Using wooden blocks and hot wax, Janet and Comfort will learn how to transform ordinary white cotton fabric into colorful, cloth that includes Adinkra symbols and traditional designs. The two women entered our Income Generation program in the Northern Region because they wanted to learn the skill and start their own businesses of selling batik in the local market and beyond. They began the intensive, five-day training on Monday. After they have learned the basics, they will practice their skill with access to their trainer to ensure they are ready to start their business and sell their products.

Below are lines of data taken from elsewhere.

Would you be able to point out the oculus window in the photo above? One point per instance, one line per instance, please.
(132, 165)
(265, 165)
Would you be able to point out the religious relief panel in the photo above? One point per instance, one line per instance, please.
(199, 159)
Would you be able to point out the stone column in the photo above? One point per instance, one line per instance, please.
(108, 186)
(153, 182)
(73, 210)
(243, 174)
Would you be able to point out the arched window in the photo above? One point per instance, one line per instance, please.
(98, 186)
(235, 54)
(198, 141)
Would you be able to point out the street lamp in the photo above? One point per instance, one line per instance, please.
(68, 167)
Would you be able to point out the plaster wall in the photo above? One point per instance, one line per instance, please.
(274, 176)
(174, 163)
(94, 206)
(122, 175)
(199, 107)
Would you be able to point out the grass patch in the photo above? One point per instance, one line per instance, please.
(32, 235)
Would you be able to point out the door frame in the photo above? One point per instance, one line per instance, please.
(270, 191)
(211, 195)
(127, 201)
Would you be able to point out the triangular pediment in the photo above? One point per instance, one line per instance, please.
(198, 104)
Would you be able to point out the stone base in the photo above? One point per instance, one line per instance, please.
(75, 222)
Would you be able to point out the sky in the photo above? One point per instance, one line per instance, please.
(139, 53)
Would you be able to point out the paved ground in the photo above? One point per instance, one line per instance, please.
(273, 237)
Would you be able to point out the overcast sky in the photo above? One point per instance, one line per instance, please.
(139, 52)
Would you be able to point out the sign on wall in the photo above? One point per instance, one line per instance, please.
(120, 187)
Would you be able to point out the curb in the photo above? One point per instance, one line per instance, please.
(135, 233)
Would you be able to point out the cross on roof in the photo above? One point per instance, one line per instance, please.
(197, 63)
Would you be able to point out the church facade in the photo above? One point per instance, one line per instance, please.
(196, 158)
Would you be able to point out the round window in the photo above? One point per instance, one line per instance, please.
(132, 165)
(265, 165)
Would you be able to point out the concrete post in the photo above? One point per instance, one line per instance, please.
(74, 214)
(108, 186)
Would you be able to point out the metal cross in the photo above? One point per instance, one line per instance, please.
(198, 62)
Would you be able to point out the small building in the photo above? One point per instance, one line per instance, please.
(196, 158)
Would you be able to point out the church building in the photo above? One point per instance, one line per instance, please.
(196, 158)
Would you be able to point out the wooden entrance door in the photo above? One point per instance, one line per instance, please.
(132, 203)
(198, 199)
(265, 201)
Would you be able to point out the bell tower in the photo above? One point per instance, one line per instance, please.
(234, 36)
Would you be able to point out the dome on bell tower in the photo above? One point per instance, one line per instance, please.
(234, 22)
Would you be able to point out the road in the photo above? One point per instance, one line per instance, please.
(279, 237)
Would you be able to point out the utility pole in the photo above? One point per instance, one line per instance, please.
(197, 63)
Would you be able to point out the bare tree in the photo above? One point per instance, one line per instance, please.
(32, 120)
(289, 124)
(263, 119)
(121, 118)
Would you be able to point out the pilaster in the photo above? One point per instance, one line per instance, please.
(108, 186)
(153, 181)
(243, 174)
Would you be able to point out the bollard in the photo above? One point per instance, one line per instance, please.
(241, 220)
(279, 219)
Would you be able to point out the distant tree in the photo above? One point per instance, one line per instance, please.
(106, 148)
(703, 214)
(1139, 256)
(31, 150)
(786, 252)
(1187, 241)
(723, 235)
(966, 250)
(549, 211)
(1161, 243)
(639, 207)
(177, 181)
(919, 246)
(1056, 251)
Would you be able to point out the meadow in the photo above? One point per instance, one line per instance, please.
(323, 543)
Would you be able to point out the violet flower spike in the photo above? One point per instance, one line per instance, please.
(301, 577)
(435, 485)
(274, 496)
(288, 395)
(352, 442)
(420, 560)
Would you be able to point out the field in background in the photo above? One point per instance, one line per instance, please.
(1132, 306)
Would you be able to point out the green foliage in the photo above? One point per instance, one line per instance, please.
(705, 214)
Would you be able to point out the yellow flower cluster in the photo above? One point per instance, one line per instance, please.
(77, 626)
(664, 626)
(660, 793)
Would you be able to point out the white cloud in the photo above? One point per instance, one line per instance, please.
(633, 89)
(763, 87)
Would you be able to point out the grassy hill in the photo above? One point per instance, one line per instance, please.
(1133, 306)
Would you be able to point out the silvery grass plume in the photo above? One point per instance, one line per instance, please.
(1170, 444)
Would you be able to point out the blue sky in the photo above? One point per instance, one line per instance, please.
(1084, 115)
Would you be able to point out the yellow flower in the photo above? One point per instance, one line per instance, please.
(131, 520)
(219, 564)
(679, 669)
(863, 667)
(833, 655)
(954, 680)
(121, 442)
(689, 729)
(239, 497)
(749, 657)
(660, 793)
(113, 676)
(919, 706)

Batik is a labor intensive process, but the end result is worth it. The process starts with hot wax being stamped or painted on cotton fabric. The fabric is then dyed with several layers of color, then the hot wax is removed revealing the different colored patterns and designs. The wax causes a "crackled" look the in fabric, which is how you know when the fabric has gone through the batiking process. Batik is everywhere in Ghana, and the vibrant colors and traditional symbols ensure that it is in high demand. Janet and Comfort will have a skill that gives the opportunity to earn a living wage while creating a beautiful product, over and over.
After their trainer feels they have mastered the craft, they will receive a loan to start their business, and they will begin their journey in the world of the batik fabric printing and selling. We're excited to follow their progress, see the fabrics, and eventually offer them for purchase here in the U.S.